Engineering · 2026
A TV production workflow tool and admin apps for a national sports league — from approved Figma screens to working frontend, built against an agreed data contract.
Context
The league runs a TV production workflow: for every match, production and editorial staff coordinate broadcast data, additional productions, documents and contacts. I built the frontend for that tool, through the agency, working from the approved Figma specs.
The work came in two parts — a new production tool, and maintenance on the existing admin applications.
The production tool
I built a Dashboard Overview and a Match Details view for the production workflow. Match Details is organised into dedicated tabs — Basisdaten, Produktion, Redaktion, Zusatzproduktionen, Dokumente and Kontakte — each matched closely to the latest Figma frames, and laid out responsively for desktop, tablet and mobile.
Because the backend was being built in parallel, the frontend was built against an agreed JSON data contract for the views — typed TypeScript interfaces that mirror the contract, with mocked responses standing in for the live API. That let frontend and backend move at the same time instead of waiting on each other, and when the real endpoints landed they dropped in behind the same types without reworking the views.
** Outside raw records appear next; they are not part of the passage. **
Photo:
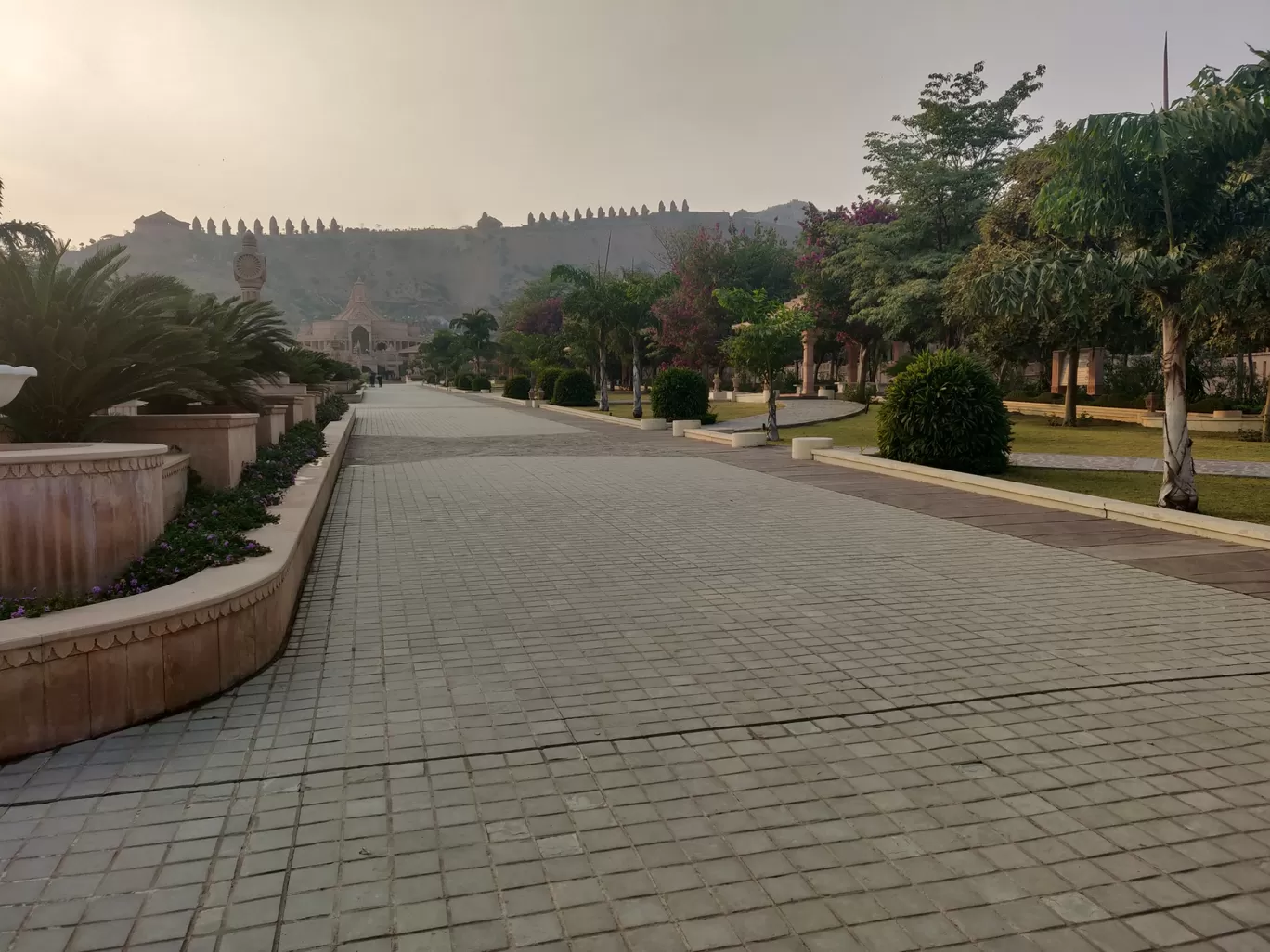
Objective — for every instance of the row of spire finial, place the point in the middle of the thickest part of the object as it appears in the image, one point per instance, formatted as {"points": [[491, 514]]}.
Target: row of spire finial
{"points": [[578, 214]]}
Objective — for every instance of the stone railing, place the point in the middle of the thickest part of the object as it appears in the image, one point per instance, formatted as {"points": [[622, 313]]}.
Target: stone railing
{"points": [[84, 672]]}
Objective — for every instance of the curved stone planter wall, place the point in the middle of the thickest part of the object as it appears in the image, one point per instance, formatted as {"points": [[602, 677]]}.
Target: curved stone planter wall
{"points": [[218, 444], [74, 514], [85, 672]]}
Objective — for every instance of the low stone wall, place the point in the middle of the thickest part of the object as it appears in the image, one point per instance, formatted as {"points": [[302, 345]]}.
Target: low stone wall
{"points": [[1097, 413], [218, 444], [85, 672], [175, 482], [74, 514]]}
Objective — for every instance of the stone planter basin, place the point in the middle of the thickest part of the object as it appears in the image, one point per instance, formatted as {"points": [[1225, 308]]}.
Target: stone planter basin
{"points": [[74, 514], [218, 444], [11, 380]]}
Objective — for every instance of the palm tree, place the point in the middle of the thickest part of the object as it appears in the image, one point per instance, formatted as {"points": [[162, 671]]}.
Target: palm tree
{"points": [[590, 307], [635, 316], [16, 235], [97, 338], [247, 343], [1165, 192], [475, 328]]}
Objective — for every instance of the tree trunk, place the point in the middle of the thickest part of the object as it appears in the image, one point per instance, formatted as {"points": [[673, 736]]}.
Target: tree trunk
{"points": [[1177, 490], [1265, 417], [1073, 362], [638, 409], [603, 380], [772, 433]]}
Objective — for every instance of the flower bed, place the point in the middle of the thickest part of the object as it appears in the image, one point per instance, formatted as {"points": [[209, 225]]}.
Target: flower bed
{"points": [[211, 528]]}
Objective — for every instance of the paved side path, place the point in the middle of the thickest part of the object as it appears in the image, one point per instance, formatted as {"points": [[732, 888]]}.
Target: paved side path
{"points": [[555, 696], [1137, 464], [794, 413]]}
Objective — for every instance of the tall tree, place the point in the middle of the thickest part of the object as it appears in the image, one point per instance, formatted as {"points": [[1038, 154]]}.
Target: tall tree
{"points": [[691, 321], [1166, 189], [641, 292], [766, 337], [475, 328], [941, 169], [590, 307]]}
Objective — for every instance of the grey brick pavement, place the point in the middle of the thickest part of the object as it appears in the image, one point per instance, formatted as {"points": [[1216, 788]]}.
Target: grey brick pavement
{"points": [[800, 721]]}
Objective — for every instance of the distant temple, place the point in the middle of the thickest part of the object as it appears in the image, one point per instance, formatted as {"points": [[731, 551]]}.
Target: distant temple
{"points": [[361, 337], [159, 225]]}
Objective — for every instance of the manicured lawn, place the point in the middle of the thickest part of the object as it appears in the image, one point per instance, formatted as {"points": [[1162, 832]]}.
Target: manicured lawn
{"points": [[1032, 434], [1229, 496], [725, 411]]}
The tabs are lazy: each one loads its own component and data only when opened, so a heavy Match Details view doesn’t pay for tabs the user never looks at. The responsive layout is driven from shared breakpoints rather than per-component media queries, so desktop, tablet and mobile stay consistent across every tab.
The admin apps
On the existing admin applications — ASP.NET with Angular — I refined the table layout so it read correctly against real backend data with consistent defaults. I also tightened the interaction details: adjusting icon ripple effects, removing misleading warning colours from delete actions, and fixing a layout inconsistency in the upload buttons.
How I work
This was legacy Angular and a codebase I hadn’t written. I lean on AI as a working partner to navigate unfamiliar code quickly — mapping the structure, drafting components, and cross-checking the data contract against the views — so I spend my attention on the design fidelity and the edge cases rather than on orientation.
The aim is the same every time: take the approved design and turn it into frontend that holds up against real data, from the Figma frame to a merged pull request.